Benicio del Toro to take on Che role in Soderbergh's biopic
Last Updated: Friday, July 20, 2007 | 2:42 PM ET
CBC Arts
Actor Benicio del Toro is set to play Argentine revolutionary Ernesto (Che) Guevara in two films that reunite him with Oscar-winning director Steven Soderbergh.
Del Toro, last seen in 2005's Sin City, won a best supporting actor Oscar for his role as a Mexican policeman in Soderbergh's ensemble piece, Traffic (2000). The Puerto Rican-born actor spoke mostly Spanish in the movie about the U.S. war on drugs.

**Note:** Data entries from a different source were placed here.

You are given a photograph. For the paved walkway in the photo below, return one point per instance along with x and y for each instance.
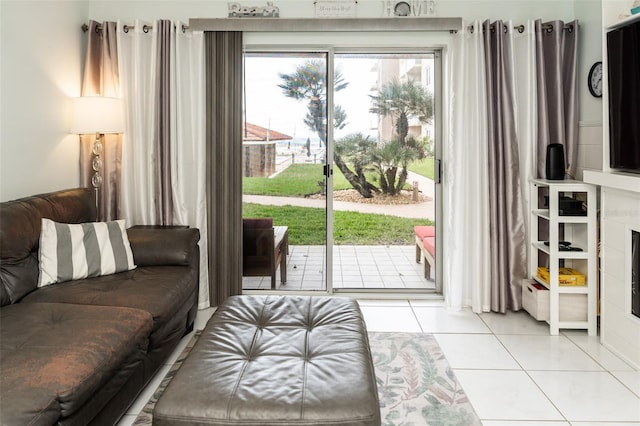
(425, 210)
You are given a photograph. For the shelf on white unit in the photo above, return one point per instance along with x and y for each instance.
(618, 180)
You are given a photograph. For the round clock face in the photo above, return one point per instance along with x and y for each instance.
(402, 8)
(595, 80)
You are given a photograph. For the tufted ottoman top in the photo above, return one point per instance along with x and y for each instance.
(276, 360)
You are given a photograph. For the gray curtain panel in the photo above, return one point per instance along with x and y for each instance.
(223, 75)
(506, 221)
(162, 131)
(556, 59)
(101, 79)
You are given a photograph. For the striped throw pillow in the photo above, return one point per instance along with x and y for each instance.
(76, 251)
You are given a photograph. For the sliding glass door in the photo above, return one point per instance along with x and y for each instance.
(284, 171)
(384, 155)
(365, 219)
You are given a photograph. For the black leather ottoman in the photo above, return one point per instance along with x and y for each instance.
(276, 360)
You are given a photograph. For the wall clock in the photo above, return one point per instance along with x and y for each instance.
(594, 81)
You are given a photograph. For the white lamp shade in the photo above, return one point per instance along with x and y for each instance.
(96, 114)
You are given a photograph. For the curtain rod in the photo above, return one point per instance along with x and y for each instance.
(520, 28)
(126, 28)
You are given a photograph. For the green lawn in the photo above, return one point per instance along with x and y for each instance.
(307, 225)
(299, 180)
(423, 167)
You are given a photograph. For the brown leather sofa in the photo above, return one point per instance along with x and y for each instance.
(79, 352)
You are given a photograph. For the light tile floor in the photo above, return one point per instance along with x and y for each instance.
(354, 267)
(513, 371)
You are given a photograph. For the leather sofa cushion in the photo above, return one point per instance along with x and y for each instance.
(159, 290)
(269, 360)
(163, 246)
(55, 356)
(20, 232)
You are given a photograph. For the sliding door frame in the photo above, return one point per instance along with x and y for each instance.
(331, 51)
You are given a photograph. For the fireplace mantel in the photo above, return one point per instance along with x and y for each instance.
(619, 180)
(619, 216)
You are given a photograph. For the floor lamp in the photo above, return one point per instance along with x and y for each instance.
(96, 115)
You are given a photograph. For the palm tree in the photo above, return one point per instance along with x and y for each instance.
(308, 83)
(356, 149)
(401, 101)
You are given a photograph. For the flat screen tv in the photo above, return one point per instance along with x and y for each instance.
(623, 56)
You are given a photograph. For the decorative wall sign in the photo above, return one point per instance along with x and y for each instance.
(236, 10)
(410, 7)
(335, 8)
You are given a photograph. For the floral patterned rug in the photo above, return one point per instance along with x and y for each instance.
(416, 386)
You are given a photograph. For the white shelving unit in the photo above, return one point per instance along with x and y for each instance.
(580, 231)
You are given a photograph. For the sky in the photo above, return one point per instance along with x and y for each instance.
(267, 106)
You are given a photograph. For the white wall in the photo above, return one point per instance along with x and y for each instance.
(40, 69)
(41, 63)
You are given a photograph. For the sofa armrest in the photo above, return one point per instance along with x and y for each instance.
(155, 247)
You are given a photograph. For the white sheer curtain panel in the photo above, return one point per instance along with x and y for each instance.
(524, 56)
(139, 51)
(466, 203)
(188, 149)
(136, 51)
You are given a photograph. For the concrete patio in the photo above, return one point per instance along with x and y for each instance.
(355, 267)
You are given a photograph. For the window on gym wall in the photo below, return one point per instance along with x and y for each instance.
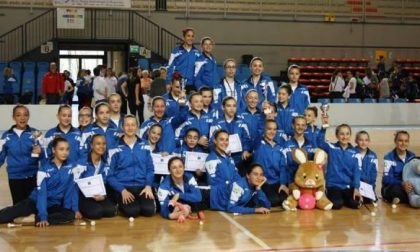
(74, 60)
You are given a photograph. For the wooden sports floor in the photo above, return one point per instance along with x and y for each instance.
(391, 229)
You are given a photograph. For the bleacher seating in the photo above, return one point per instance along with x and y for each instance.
(316, 72)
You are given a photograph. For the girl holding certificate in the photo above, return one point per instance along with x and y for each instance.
(273, 162)
(238, 131)
(190, 144)
(221, 170)
(178, 193)
(100, 205)
(20, 150)
(101, 126)
(369, 161)
(343, 168)
(131, 173)
(66, 130)
(245, 195)
(300, 98)
(54, 201)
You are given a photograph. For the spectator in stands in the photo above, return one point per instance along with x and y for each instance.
(158, 86)
(371, 83)
(68, 88)
(384, 91)
(412, 88)
(84, 89)
(141, 90)
(337, 85)
(100, 86)
(131, 88)
(352, 84)
(183, 59)
(53, 85)
(122, 90)
(111, 80)
(9, 82)
(381, 66)
(205, 73)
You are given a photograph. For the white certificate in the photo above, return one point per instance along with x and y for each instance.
(161, 163)
(366, 190)
(195, 160)
(235, 144)
(92, 186)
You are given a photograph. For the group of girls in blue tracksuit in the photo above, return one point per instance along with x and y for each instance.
(267, 121)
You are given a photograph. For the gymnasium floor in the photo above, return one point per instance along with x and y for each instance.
(391, 229)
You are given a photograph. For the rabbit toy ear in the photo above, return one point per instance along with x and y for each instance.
(300, 156)
(320, 157)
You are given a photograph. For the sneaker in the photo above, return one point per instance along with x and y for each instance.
(395, 201)
(30, 219)
(201, 215)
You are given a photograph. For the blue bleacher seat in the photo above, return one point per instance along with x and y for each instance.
(354, 100)
(369, 100)
(400, 100)
(29, 66)
(143, 64)
(339, 100)
(154, 66)
(324, 100)
(43, 66)
(385, 100)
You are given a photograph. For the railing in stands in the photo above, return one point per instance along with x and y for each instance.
(100, 24)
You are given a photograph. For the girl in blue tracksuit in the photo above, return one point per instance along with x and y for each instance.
(234, 126)
(190, 144)
(229, 86)
(312, 132)
(116, 119)
(369, 161)
(178, 193)
(85, 118)
(394, 190)
(175, 98)
(205, 72)
(168, 134)
(208, 106)
(300, 98)
(262, 83)
(54, 201)
(273, 162)
(19, 149)
(131, 173)
(245, 196)
(66, 130)
(343, 169)
(297, 141)
(183, 58)
(100, 205)
(221, 170)
(253, 118)
(101, 126)
(196, 118)
(285, 112)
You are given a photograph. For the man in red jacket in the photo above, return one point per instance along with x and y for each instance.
(53, 85)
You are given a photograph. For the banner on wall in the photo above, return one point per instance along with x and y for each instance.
(70, 18)
(93, 3)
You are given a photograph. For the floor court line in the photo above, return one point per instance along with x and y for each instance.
(244, 230)
(379, 246)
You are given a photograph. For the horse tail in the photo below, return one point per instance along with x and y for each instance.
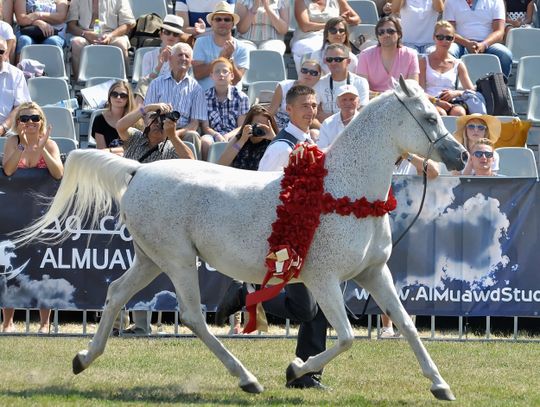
(92, 181)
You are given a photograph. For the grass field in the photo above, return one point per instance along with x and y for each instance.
(37, 371)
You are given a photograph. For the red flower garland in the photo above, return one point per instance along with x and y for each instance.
(303, 201)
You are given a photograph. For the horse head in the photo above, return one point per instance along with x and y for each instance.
(430, 138)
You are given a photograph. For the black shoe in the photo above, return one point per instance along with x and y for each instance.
(233, 301)
(308, 381)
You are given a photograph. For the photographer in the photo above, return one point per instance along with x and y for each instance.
(159, 141)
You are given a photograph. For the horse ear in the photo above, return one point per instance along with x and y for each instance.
(403, 86)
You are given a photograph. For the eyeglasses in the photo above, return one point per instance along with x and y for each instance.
(335, 30)
(25, 118)
(479, 127)
(440, 37)
(121, 95)
(487, 154)
(167, 32)
(311, 72)
(224, 19)
(389, 31)
(335, 59)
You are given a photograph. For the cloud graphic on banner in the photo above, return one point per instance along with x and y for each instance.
(47, 293)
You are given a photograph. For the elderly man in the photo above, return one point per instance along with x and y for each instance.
(479, 29)
(337, 59)
(116, 21)
(220, 43)
(348, 103)
(14, 89)
(182, 92)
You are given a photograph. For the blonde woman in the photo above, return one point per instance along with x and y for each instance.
(31, 147)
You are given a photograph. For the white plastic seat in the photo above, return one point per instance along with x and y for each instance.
(61, 120)
(366, 9)
(523, 42)
(137, 62)
(265, 65)
(517, 162)
(49, 55)
(142, 7)
(45, 90)
(101, 61)
(216, 150)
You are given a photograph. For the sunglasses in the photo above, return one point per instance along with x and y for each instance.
(479, 127)
(25, 118)
(311, 72)
(390, 31)
(487, 154)
(167, 32)
(336, 30)
(441, 37)
(224, 19)
(335, 59)
(121, 95)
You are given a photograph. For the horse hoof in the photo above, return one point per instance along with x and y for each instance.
(444, 394)
(77, 365)
(253, 388)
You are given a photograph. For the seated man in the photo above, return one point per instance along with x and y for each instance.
(182, 92)
(116, 21)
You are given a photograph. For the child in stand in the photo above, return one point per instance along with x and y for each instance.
(227, 106)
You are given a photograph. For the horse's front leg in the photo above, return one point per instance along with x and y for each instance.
(329, 297)
(378, 281)
(139, 275)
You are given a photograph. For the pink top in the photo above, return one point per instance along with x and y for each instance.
(370, 66)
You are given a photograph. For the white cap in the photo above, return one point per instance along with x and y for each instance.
(342, 90)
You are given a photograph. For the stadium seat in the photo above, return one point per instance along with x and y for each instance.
(261, 92)
(142, 7)
(137, 62)
(517, 162)
(265, 65)
(48, 91)
(366, 9)
(101, 61)
(478, 65)
(61, 120)
(523, 42)
(215, 151)
(49, 55)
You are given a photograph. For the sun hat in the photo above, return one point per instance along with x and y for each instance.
(223, 8)
(173, 23)
(493, 124)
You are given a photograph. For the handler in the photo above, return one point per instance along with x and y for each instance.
(295, 302)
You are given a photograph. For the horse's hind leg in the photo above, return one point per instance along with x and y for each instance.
(139, 275)
(378, 281)
(186, 282)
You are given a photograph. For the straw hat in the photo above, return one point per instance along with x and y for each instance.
(173, 23)
(493, 124)
(223, 8)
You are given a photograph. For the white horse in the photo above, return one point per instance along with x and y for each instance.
(179, 209)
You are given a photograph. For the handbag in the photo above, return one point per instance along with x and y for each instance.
(514, 133)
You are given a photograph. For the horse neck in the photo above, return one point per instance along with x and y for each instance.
(361, 161)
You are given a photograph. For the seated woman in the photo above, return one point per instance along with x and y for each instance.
(336, 31)
(310, 73)
(42, 22)
(263, 24)
(311, 17)
(439, 72)
(470, 129)
(30, 147)
(119, 103)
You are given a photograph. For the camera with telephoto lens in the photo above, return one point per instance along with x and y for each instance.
(257, 130)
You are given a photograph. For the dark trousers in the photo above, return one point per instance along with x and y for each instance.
(295, 302)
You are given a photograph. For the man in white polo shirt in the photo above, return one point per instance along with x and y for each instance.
(348, 102)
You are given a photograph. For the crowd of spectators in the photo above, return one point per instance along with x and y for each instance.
(190, 89)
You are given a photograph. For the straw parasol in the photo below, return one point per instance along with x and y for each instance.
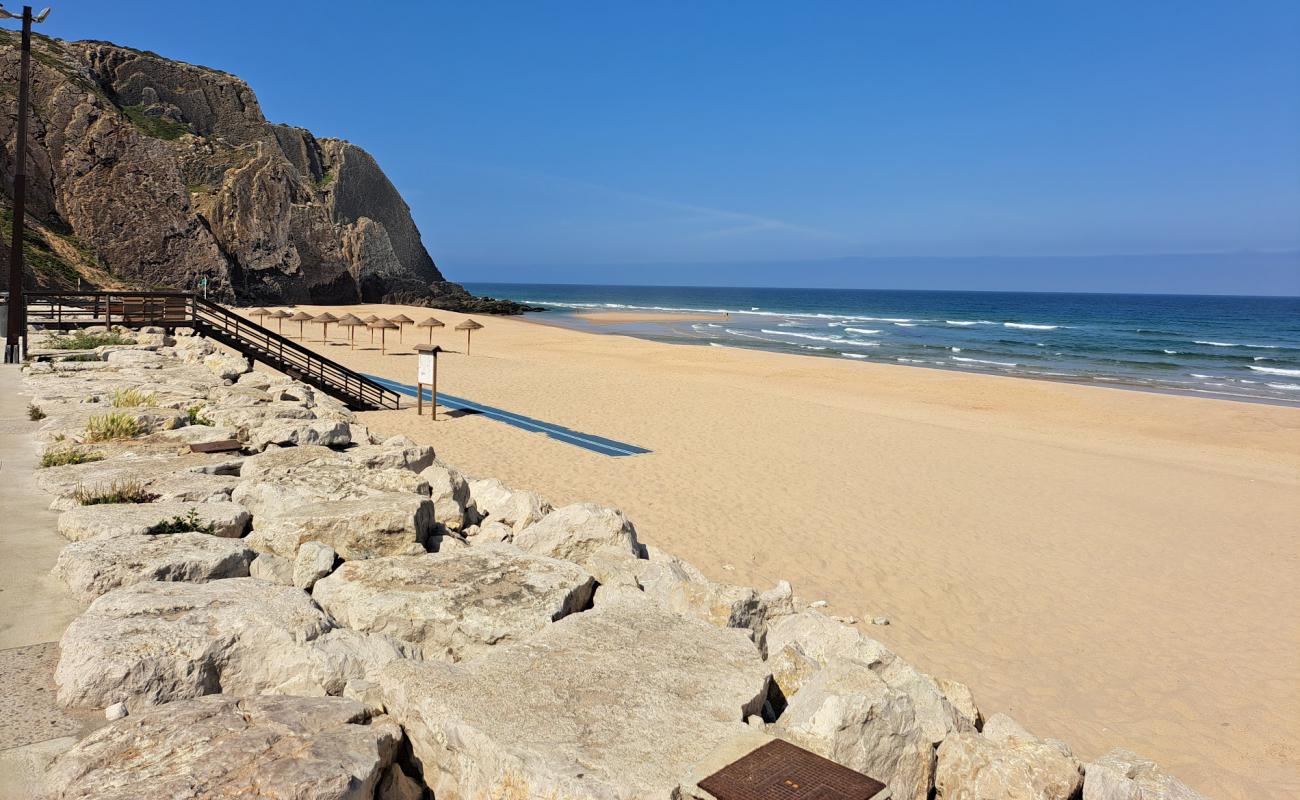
(430, 324)
(324, 318)
(382, 327)
(402, 320)
(468, 327)
(300, 318)
(351, 321)
(280, 315)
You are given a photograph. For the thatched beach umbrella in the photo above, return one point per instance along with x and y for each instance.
(280, 315)
(430, 324)
(382, 327)
(300, 318)
(350, 321)
(402, 320)
(324, 318)
(468, 327)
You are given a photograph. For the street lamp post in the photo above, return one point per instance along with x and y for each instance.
(16, 319)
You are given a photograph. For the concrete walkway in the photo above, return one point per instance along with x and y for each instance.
(34, 606)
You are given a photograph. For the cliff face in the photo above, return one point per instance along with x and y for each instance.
(146, 172)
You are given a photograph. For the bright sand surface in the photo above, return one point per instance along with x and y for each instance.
(646, 316)
(1110, 567)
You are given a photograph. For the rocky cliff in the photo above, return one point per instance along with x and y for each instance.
(146, 172)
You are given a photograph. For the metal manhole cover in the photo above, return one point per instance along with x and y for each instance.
(781, 772)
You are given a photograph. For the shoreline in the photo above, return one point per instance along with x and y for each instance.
(607, 318)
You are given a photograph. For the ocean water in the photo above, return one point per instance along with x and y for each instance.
(1235, 347)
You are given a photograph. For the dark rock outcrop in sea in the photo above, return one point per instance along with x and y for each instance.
(151, 173)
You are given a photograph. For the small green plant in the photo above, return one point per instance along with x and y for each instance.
(89, 341)
(131, 398)
(195, 414)
(113, 424)
(61, 457)
(180, 524)
(117, 492)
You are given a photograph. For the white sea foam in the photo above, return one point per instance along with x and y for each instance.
(822, 338)
(1277, 371)
(975, 360)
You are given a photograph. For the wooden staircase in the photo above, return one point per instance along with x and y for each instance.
(170, 310)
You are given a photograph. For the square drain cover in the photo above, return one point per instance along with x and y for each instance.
(781, 772)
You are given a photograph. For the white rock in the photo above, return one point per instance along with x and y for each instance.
(286, 433)
(276, 569)
(1126, 775)
(577, 531)
(455, 605)
(135, 519)
(848, 714)
(971, 765)
(306, 748)
(226, 366)
(369, 527)
(618, 701)
(313, 561)
(92, 567)
(152, 643)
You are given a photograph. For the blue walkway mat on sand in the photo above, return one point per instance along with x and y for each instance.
(596, 444)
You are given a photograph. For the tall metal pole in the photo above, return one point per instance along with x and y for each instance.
(17, 316)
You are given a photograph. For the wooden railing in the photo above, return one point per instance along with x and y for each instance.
(183, 310)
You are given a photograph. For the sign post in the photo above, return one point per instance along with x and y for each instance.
(427, 360)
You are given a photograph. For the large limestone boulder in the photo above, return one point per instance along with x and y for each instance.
(618, 701)
(152, 643)
(107, 520)
(1008, 764)
(850, 716)
(1125, 775)
(369, 527)
(459, 604)
(826, 641)
(226, 366)
(498, 502)
(293, 432)
(577, 532)
(96, 566)
(317, 748)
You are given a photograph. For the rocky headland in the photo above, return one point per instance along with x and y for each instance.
(151, 173)
(316, 613)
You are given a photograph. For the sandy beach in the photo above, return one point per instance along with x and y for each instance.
(1110, 567)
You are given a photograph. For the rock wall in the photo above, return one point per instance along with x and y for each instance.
(151, 173)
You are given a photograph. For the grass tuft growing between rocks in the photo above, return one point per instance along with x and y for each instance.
(61, 457)
(117, 492)
(131, 398)
(89, 341)
(195, 414)
(181, 524)
(113, 424)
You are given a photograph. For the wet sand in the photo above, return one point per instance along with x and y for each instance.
(1112, 567)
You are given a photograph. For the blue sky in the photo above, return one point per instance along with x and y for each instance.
(563, 141)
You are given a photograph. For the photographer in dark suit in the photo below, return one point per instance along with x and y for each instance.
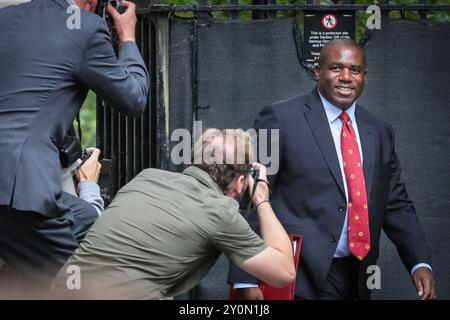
(51, 53)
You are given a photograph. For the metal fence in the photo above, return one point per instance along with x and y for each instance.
(132, 144)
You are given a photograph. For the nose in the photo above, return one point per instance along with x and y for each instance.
(345, 75)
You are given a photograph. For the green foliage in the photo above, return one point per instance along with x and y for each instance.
(88, 111)
(88, 121)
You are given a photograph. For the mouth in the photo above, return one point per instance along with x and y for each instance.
(344, 91)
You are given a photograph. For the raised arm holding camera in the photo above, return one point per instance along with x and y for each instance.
(163, 231)
(52, 52)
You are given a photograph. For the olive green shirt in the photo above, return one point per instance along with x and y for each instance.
(159, 237)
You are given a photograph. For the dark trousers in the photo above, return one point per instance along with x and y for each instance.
(342, 280)
(35, 247)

Soderbergh's two-picture epic, The Argentine and Guerrilla, is set to film in Spain for nine weeks, according to the production company, Telecinco Cinema. Both reportedly will be filmed entirely in Spanish.
This marks the second biopic about the revolutionary in recent years, following 2004's The Motorcycle Diaries, starring Gael Garcia Bernal as a young Che, and directed by Brazilian Walter Salles.
Del Toro made his mark in the 1995 film The Usual Suspects as the mumbling Freddy Fenster. He has since appeared in Fear and Loathing in Las Vegas, Snatch and 21 Grams.
Soderbergh, who earned a directing Oscar for Traffic, recently helmed Ocean's 13 starring Brad Pitt and George Clooney.
British actor Julia Ormond (Legends of the Fall, Sabrina) and Catalina Sandino, who won accolades in her title role as a drug mule for the independent film Maria Full of Grace, will also star in the film.
Guevara, who died at age 39 in Bolivia, abandoned his medical studies to pursue the liberation of the poor of South America and elsewhere. Along with Fidel Castro, Guevara led a small group in 1956 that overthrew the dictatorship of Fulgencio Batista in Cuba.
He then travelled the world proposing a Cuba-style revolution in many places, including Africa.
In 1967, Guevara became leader of a communist guerrilla movement in Bolivia attempting to overthrow the country's military government. On Oct. 8, he was wounded and captured in the central mountains and later executed.
In 2000, Time magazine named the revolutionary one of the 100 most influential people of the 20th century.